2 former patients sue Munster cardiologist
By Teresa Auch Schultz email@example.com May 7, 2014 5:46PM
Updated: June 10, 2014 6:38AM
Two former patients of a Munster cardiologist are suing the doctor and Community Hospital over implanted pacemakers they said weren’t medically necessary, a finding that has been backed by the Indiana Department of Insurance.
The two plaintiffs, Gloria Sargent, 47, of Griffith, and Raymond Kammer, 32, of Akron, Ohio, also claim in their separate suits, filed a month ago in Lake County Circuit Court, that Dr. Arvind Gandhi used his position at Community to skirt rules overseeing who was credentialed to implant pacemaker-defibrillator devices.
A call for comment to Gandhi’s office was referred his attorney, Megan Brennan, who declined to comment.
Community said in a release that “there is no basis for any of the allegations made against Community Hospital ...”
Sargent’s lawsuit says she had received a defibrillator in early 2006 because of a weak heart but that Gandhi told her later that year she needed to “upgrade” to another one.
The first attempt on Dec. 13, 2006, failed, leading doctors to reinstall her original defibrillator. A second attempt the next day was successful, but Sargent claimed she experienced palpitations for the next year and had to go to the emergency room at Methodist Hospitals Southlake campus in Merrillville in February 2008.

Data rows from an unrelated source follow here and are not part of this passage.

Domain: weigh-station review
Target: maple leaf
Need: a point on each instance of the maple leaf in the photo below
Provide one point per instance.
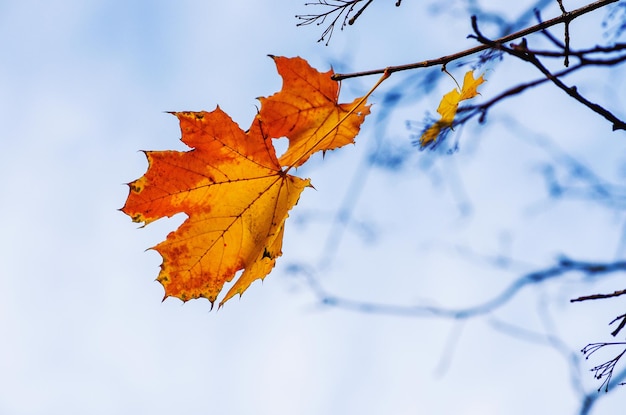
(307, 112)
(449, 105)
(234, 190)
(236, 197)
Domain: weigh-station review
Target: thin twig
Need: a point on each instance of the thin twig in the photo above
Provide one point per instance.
(505, 39)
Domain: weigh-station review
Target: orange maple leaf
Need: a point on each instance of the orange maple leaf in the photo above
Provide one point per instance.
(449, 105)
(232, 187)
(307, 112)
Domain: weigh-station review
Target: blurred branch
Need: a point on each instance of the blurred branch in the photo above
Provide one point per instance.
(562, 267)
(598, 296)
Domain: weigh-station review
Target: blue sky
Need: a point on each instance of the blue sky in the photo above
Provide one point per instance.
(85, 86)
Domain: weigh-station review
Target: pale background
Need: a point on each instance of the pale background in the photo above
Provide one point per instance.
(84, 85)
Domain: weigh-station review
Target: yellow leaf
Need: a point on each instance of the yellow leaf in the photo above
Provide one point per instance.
(449, 105)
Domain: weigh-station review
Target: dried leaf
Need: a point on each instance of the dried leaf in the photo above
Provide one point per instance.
(449, 105)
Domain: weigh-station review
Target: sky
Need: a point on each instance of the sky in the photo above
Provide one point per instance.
(85, 87)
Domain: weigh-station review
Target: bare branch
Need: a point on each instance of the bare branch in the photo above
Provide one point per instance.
(444, 60)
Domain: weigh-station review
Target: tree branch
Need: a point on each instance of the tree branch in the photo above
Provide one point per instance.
(444, 60)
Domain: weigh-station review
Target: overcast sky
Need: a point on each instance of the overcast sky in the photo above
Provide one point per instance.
(85, 85)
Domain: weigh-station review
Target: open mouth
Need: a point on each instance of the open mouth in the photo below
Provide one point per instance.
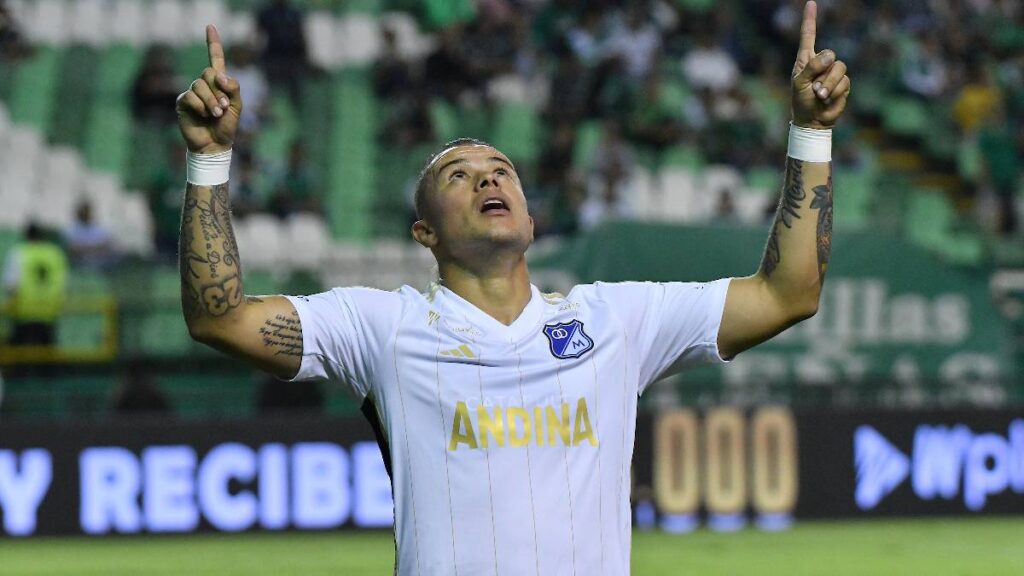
(494, 206)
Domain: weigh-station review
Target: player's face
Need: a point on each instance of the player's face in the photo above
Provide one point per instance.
(477, 197)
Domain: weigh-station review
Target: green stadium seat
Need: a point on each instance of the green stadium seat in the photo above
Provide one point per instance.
(109, 138)
(516, 131)
(74, 92)
(34, 88)
(905, 117)
(853, 198)
(588, 139)
(928, 218)
(116, 72)
(351, 173)
(444, 119)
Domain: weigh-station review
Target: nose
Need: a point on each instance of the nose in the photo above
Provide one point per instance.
(488, 180)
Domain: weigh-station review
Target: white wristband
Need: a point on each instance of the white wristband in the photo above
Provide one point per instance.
(208, 169)
(810, 145)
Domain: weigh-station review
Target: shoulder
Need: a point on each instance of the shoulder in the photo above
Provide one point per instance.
(612, 292)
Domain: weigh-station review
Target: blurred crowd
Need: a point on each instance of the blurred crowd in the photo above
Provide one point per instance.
(712, 75)
(654, 76)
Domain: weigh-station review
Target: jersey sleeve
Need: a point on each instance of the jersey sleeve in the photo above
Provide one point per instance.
(343, 332)
(674, 325)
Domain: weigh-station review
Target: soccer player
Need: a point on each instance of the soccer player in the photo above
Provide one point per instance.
(506, 416)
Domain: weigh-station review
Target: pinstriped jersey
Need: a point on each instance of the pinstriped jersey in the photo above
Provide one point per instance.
(509, 447)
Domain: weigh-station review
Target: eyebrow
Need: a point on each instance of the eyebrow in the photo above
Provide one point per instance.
(464, 161)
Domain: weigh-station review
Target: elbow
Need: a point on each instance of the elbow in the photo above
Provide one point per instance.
(200, 331)
(805, 310)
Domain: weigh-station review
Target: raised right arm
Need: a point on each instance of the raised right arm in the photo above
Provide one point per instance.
(262, 330)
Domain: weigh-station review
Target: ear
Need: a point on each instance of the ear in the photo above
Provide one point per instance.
(424, 234)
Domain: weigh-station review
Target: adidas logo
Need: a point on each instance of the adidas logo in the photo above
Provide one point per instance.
(461, 352)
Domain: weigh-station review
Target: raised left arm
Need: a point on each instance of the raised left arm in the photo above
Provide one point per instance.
(787, 285)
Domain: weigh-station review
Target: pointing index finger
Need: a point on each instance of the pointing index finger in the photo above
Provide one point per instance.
(808, 29)
(216, 49)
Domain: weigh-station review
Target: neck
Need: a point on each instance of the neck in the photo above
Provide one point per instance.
(502, 292)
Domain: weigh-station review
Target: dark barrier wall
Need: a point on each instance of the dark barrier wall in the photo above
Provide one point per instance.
(722, 467)
(160, 477)
(726, 465)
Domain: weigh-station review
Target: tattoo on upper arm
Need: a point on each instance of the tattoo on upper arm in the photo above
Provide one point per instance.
(788, 206)
(283, 334)
(823, 203)
(211, 278)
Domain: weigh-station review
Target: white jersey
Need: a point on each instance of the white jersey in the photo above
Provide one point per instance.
(509, 447)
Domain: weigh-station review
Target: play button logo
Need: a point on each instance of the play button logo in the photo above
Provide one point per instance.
(881, 466)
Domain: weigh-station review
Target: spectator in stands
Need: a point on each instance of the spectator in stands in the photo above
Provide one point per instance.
(296, 184)
(89, 244)
(12, 44)
(138, 394)
(636, 40)
(253, 85)
(493, 37)
(408, 122)
(1001, 166)
(977, 98)
(924, 69)
(164, 195)
(610, 168)
(394, 77)
(444, 69)
(709, 66)
(654, 122)
(285, 55)
(156, 87)
(35, 279)
(246, 198)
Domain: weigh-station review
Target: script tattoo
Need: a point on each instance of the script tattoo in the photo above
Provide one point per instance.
(788, 206)
(823, 203)
(283, 334)
(211, 278)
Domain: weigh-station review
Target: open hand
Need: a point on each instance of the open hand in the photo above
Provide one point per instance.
(820, 86)
(209, 111)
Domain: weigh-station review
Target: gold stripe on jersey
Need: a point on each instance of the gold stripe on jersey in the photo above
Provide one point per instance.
(461, 352)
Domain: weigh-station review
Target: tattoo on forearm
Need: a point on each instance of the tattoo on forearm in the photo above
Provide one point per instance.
(211, 277)
(283, 334)
(788, 206)
(823, 203)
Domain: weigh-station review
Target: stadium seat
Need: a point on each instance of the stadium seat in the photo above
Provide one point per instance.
(412, 44)
(358, 39)
(324, 38)
(34, 84)
(517, 131)
(16, 207)
(48, 23)
(905, 117)
(199, 13)
(134, 233)
(103, 193)
(679, 201)
(90, 23)
(128, 23)
(240, 27)
(720, 177)
(167, 25)
(307, 240)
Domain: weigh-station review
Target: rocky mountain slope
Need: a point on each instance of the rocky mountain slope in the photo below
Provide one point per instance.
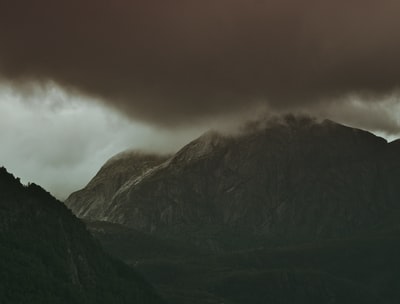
(293, 178)
(99, 193)
(48, 256)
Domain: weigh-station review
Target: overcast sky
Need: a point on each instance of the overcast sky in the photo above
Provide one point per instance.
(84, 79)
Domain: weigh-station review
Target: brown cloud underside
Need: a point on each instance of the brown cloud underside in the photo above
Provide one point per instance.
(172, 62)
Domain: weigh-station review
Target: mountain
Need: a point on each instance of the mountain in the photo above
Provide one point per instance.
(286, 211)
(294, 178)
(98, 194)
(48, 256)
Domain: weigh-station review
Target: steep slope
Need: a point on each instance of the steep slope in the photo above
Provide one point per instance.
(48, 256)
(99, 193)
(295, 178)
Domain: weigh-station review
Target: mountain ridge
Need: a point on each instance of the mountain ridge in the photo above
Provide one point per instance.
(262, 181)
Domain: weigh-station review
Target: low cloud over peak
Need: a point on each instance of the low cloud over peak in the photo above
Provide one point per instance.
(178, 62)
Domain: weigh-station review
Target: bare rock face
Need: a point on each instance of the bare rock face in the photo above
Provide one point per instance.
(293, 178)
(98, 194)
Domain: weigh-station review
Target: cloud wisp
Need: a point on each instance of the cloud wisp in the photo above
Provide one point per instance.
(177, 62)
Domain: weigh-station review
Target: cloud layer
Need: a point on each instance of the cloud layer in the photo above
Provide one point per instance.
(60, 141)
(182, 61)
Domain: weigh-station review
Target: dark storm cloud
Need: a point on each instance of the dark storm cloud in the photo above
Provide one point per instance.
(178, 61)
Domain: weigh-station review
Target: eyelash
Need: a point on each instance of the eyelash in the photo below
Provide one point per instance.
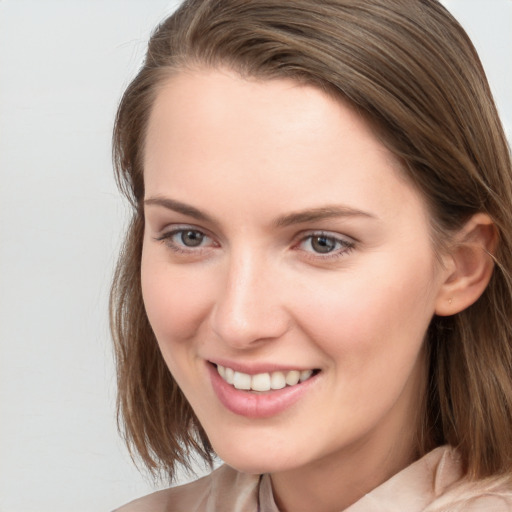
(167, 239)
(343, 246)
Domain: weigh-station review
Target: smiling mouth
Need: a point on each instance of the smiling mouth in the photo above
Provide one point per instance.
(264, 381)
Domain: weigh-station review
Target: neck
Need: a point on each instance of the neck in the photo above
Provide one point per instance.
(334, 483)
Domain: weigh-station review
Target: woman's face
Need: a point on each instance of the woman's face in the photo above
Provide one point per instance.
(282, 243)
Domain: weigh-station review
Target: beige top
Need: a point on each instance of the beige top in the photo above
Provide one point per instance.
(432, 484)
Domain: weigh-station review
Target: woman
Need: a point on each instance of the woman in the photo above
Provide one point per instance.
(316, 282)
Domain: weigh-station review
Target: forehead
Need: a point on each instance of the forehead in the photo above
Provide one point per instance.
(272, 138)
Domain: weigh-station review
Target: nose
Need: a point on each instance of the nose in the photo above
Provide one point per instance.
(250, 309)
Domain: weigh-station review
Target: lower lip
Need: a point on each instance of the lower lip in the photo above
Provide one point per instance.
(257, 405)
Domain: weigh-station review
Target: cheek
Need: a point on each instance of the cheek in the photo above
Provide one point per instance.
(175, 299)
(384, 309)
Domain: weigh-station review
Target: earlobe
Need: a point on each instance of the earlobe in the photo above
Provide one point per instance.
(470, 265)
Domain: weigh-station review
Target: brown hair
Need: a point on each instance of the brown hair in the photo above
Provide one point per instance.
(411, 70)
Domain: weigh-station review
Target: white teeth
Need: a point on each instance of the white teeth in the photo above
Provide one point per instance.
(242, 381)
(305, 374)
(229, 375)
(260, 382)
(263, 381)
(277, 380)
(292, 377)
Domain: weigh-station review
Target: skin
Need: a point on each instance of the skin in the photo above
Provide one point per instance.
(255, 291)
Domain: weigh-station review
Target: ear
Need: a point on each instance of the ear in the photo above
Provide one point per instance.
(469, 265)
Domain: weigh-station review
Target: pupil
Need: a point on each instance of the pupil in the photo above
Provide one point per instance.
(192, 238)
(323, 244)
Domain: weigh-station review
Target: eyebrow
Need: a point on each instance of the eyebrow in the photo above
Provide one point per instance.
(316, 214)
(309, 215)
(179, 207)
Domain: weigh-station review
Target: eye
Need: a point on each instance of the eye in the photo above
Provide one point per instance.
(190, 237)
(186, 239)
(326, 244)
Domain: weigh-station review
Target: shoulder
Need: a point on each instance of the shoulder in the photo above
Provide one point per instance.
(455, 492)
(492, 494)
(223, 489)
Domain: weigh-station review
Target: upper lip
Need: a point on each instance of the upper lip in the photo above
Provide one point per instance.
(255, 368)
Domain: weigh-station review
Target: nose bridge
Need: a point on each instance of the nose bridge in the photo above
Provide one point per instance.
(248, 308)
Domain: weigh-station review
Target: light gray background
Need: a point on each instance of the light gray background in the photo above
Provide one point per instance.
(63, 67)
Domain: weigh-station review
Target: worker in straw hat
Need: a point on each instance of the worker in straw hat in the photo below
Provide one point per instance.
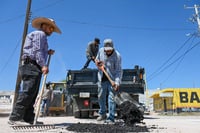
(34, 57)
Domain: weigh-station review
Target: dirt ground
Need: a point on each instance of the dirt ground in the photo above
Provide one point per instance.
(153, 123)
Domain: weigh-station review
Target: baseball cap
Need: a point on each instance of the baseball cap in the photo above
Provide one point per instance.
(97, 40)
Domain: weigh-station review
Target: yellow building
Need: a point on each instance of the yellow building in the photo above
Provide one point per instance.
(177, 99)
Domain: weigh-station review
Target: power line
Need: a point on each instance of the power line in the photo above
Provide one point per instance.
(170, 74)
(10, 57)
(173, 55)
(186, 52)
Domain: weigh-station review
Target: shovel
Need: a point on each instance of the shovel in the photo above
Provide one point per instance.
(120, 97)
(41, 93)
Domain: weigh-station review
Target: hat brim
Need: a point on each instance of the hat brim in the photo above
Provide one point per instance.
(36, 23)
(108, 48)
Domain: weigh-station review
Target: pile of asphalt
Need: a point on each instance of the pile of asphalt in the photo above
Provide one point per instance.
(130, 113)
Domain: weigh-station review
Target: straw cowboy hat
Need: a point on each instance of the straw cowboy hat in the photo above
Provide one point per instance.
(36, 23)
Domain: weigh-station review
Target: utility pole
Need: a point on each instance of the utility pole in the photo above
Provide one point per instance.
(195, 17)
(18, 81)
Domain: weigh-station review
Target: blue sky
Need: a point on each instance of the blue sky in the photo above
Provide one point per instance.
(148, 33)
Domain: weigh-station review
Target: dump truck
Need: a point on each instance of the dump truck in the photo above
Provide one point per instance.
(82, 89)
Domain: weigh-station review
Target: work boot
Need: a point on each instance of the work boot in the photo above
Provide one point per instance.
(101, 117)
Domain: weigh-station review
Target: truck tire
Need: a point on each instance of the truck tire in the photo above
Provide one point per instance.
(77, 114)
(84, 114)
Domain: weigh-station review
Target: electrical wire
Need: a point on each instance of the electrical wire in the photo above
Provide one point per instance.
(10, 57)
(173, 55)
(176, 67)
(186, 52)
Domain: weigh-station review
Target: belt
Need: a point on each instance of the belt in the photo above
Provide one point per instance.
(28, 60)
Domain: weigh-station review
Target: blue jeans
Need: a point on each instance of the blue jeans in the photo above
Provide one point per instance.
(105, 89)
(23, 109)
(45, 103)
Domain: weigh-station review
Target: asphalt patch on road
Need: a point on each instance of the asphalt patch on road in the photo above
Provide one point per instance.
(131, 121)
(130, 113)
(118, 127)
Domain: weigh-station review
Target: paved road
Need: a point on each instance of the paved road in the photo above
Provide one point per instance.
(154, 124)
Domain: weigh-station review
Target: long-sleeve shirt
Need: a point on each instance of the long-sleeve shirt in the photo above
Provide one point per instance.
(112, 65)
(36, 47)
(91, 50)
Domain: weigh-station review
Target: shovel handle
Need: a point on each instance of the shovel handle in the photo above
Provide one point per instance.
(100, 65)
(41, 93)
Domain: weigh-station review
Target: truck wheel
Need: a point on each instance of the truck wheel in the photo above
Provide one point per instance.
(84, 114)
(77, 114)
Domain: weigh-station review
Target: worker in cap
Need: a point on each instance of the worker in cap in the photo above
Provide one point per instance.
(34, 59)
(91, 51)
(109, 59)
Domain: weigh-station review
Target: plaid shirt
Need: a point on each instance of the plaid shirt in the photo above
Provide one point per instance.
(112, 65)
(92, 50)
(36, 47)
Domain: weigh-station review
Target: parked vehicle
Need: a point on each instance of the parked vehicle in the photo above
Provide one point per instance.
(82, 89)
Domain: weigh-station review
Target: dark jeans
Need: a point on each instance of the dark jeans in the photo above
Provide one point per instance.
(23, 108)
(87, 63)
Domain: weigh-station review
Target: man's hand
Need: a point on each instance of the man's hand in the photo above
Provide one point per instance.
(51, 52)
(116, 87)
(45, 69)
(99, 64)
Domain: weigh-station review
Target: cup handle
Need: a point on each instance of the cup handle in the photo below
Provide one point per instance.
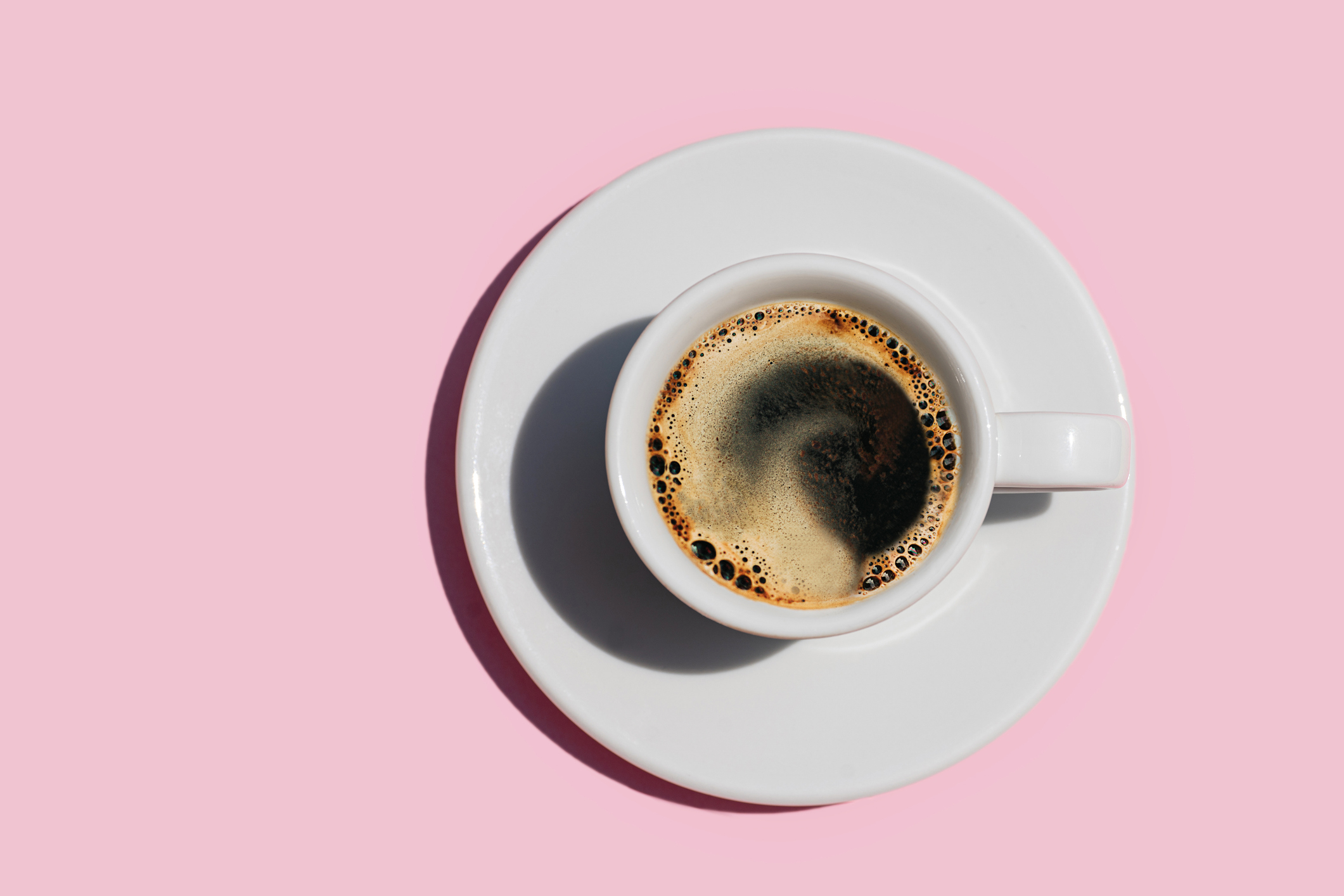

Sargent said at a news conference Wednesday morning that she remained in poor health until she received a heart transplant in August, which the lawsuit claims was needed because of the second implant.
“I was weak a lot; I got tired very easily,” she said. “It was pretty bad.”
The Indiana Department of Insurance agreed with her in January that Gandhi “failed to comply with the appropriate standard of care,” which was part of her undergoing the implantation of an unnecessary upgrade.
However, the department also ruled that the upgrade did not cause her any long-term harm and that Community Hospital did not fail to meet the appropriate standard of care.
According to Kammer’s lawsuit, Gandhi told him in 2007 that he was experiencing heart failure and could soon die if he did not receive a defibrillator. Kammer, who was then living in Hammond, sought a second opinion from a doctor who told him the condition of his heart did not require a defibrillator and that any problems should be fixed by medication.
Gandhi continued to press on him, however, and Kammer agreed to surgery, which took place in June 2007.
“(Gandhi said) I could run the risk of dying,” Kammer said Wednesday. “That’s pretty intimidating.”
Although Kammer said during the news conference Wednesday that he has not experienced any physical problems from the device, he has since been told it is part of a recall because of defective parts.
The lawsuit claims that the device’s company, Medtronic, told doctors in March 2007, before Kammer’s surgery, that there were problems with the device.
The Department of Insurance did rule that Gandhi caused Kammer to get a medically unnecessary implant, although it again ruled that Community was not at fault.
Both lawsuits, which have been filed by attorney Paul Rossi on behalf of Sargent and Kammer, also claim that Gandhi, a general cardiologist, was never properly trained or certified to implant defibrillators and that he used his position at Community to change the hospital’s rules about how doctors can be credentialed to perform such procedures to allow him to become credentialed.
Community has filed for summary judgment in its favor in both cases, citing the finding by the Department of Insurance.
Two other attorneys at the news conference, David Cutshaw and Barry Rooth, cited a federal lawsuit filed in 2011 by two other Community Hospital workers, Dr. David Jayakar and Brian Decker, as the spark for these two new lawsuits.
That suit, which was filed on behalf of the federal government, claimed that, among other things, Gandhi was pushing defibrillators for money.
The federal government later intervened and reached a settlement in 2012 with Gandhi and the hospital, but not over unnecessary defibrillators. Both parties instead agreed to pay a total of $116,393 to the federal government over sending cardiac monitoring devices home with patients for free and then billing insurance companies for them.
Neither Gandhi nor Community admitted wrongdoing, and Community said Wednesday that the issue was over payment related to the home monitoring devices, although it says the hospital never received any money for the devices.
All other claims were dismissed as part of the settlement.